Con ella, el mundo era diferente. Ana lo escuchaba y comprendía. Tenía el oído atento y el don de la palabra justa, la palabra que calma, que acaricia. Conversaban todas las mañanas bajo la glorieta. En esas charlas interminables viajaban por el mundo, descubrían maravillas y reían como niños. También suspiraban mucho… Mucho. Pero allí estaban los dos, en aquel pequeño universo, pendientes el uno del otro, deshilvanando alegrías y tristezas que, compartidas, adquirían un mayor encanto, o quizás algún alivio.  

Pero hoy… había llegado el gran momento. Se encontraba allí, ahora, esperándola inquieto en el banco del parque.

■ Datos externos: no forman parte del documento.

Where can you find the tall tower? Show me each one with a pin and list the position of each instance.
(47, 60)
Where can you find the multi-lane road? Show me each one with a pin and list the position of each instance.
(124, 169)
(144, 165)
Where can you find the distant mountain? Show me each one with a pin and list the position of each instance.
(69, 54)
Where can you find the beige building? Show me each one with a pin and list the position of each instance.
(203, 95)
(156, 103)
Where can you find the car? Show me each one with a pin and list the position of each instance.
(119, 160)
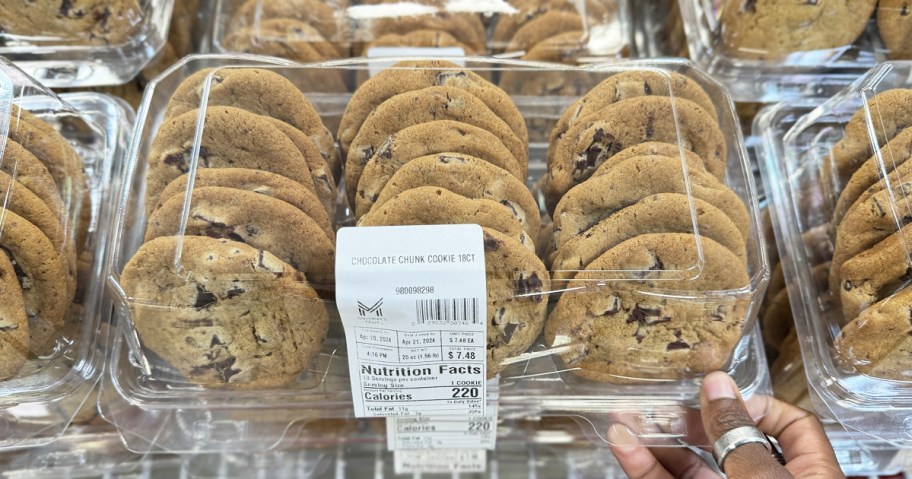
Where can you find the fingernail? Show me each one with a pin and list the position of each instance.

Cuando al fin Ana abrió la puerta de la galería y se encaminó hacia la florida magnolia, Juan Pablo creyó escuchar en el canto de los pájaros la sinfonía de amor más maravillosa jamás compuesta. La reina de las mujeres —¡qué bien lo había proclamado el poeta enamorado…!— paseaba entre las flores del jardín con un andar lento y majestuoso, disfrutando del escenario que la naturaleza, cómplice, había decorado especialmente para la ocasión.

Aguardó unos minutos. Cuando el momento le pareció oportuno, dejó el diario sobre el banco y se acercó a su amada, acompañándola en su paseo matinal. Le habló largamente de su amor por ella; abrió el cofre de su corazón y, volteándolo, dejó que cayeran desde su aterciopelado interior los sentimientos más preciosos y delicados, cual finísimas perlas de un desgranado collar. Cuando ya no hubo más tesoros con que ofrendar a la sorprendida Ana, le pidió ilusionado que se convirtiera en su esposa.

Ella lo miró un instante. Sin pensarlo demasiado, le respondió incrédula:

—Por favor, don Juan… ¡Déjese de pavadas…! ¡A nuestra edad!

La anciana se alejó pausadamente, mientras que para Juan Pablo —o don Juan, como lo conocían en el asilo— la gloria se trocaba en desconsuelo. Volvió arrastrando el alma a su austera habitación de geriátrico estatal y, quitándose las pobres zapatillas, se tendió sobre la cama.

Cuando la mucama pasó a buscarlo para el almuerzo lo encontró sin vida, las manos sobre el pecho, el rostro bañado en lágrimas, la mirada perdida.

—Murió el viejito de la catorce… —avisó.

En el parque, los zorzales y los jilgueros interrumpieron su canto y se posaron en silencioso duelo sobre la magnífica magnolia que, atribulada, esparcía los pétalos de sus níveas flores sobre el cuidado césped.

En tanto, el inescrupuloso viento decembrino volaba una a una las hojas del diario que, olvidado, agonizaba sobre el banco despintado del jardín.